In 1856, Gustave Flaubert’s first novel was helped along in sales by a trial for obscenity. And yet the school of thought Flaubert embodied was called “literary realism.”

I read it shortly before I went to medical school. The way literature saw medicine was the antithesis of the romantic view of medicine that propelled me from my continent to France for my medical education.

In the classics of French literature which I had the joy of reading in the original and which spanned a couple of hundred years, often the doctor was a charlatan, a materialist — maybe even a bit of a buffoon.

The character of Mme. Bovary, the doctor’s wife, is a person who dramatizes her emotions lavishly, fears abandonment. She is elegant and clearly outclasses the clumsy doctor. Her sophistication covers her infidelity for she tells the doc she is off taking piano lessons. She goes into debt for luxuries, and eventually commits suicide. He finds her illicit love letters and ends up badly off and finally, dead.

The story captivates still. Since nobody reads books any more, here is a recent French movie of it.

But why would I think of her often?

Not because she was sympathetic, for she is not.  I think of her as the perfect embodiment of Borderline Personality Disorder.

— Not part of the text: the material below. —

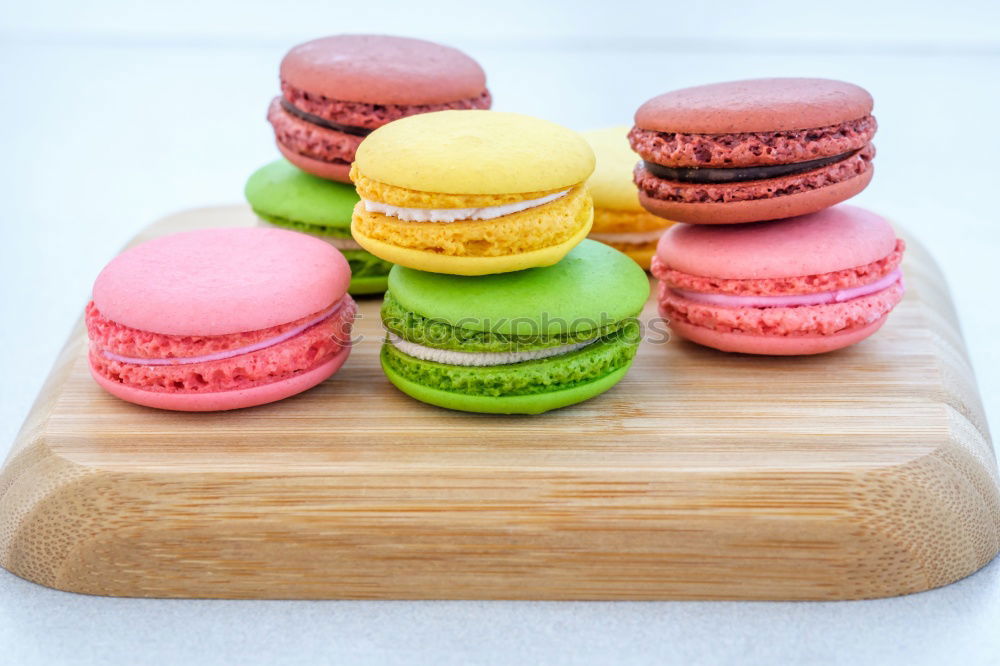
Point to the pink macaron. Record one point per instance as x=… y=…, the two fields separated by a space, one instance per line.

It is even more amazing that I cling to this thought in an era of great controversy about psychiatric classification systems.

Flaubert’s character could have been the woman with Borderline Personality Disorder who presented a few days ago in my office.

Her husband could have been one of my classmates.

Flaubert could have been a damned good psychiatrist, for this woman was real to him.

I think most of great heroines of literature are borderlines, for a creator with a sense of humor seems to have made them wickedly attractive in truth as fiction.

In truth, Marilyn Monroe.

In fiction, Scarlett O’Hara.

The deepest truth is revealed in literature. I have amused myself by seeing other psychiatric diagnoses in literature.

As long as our diagnostic systems are mired in behavioral realities, to make them useful to insurers and politicians, they will be less than literature can be, and surely is, in the hands of Flaubert.

A great diagnostic system will someday include our neurochemical knowledge, to be most effectively used by those who study the brain.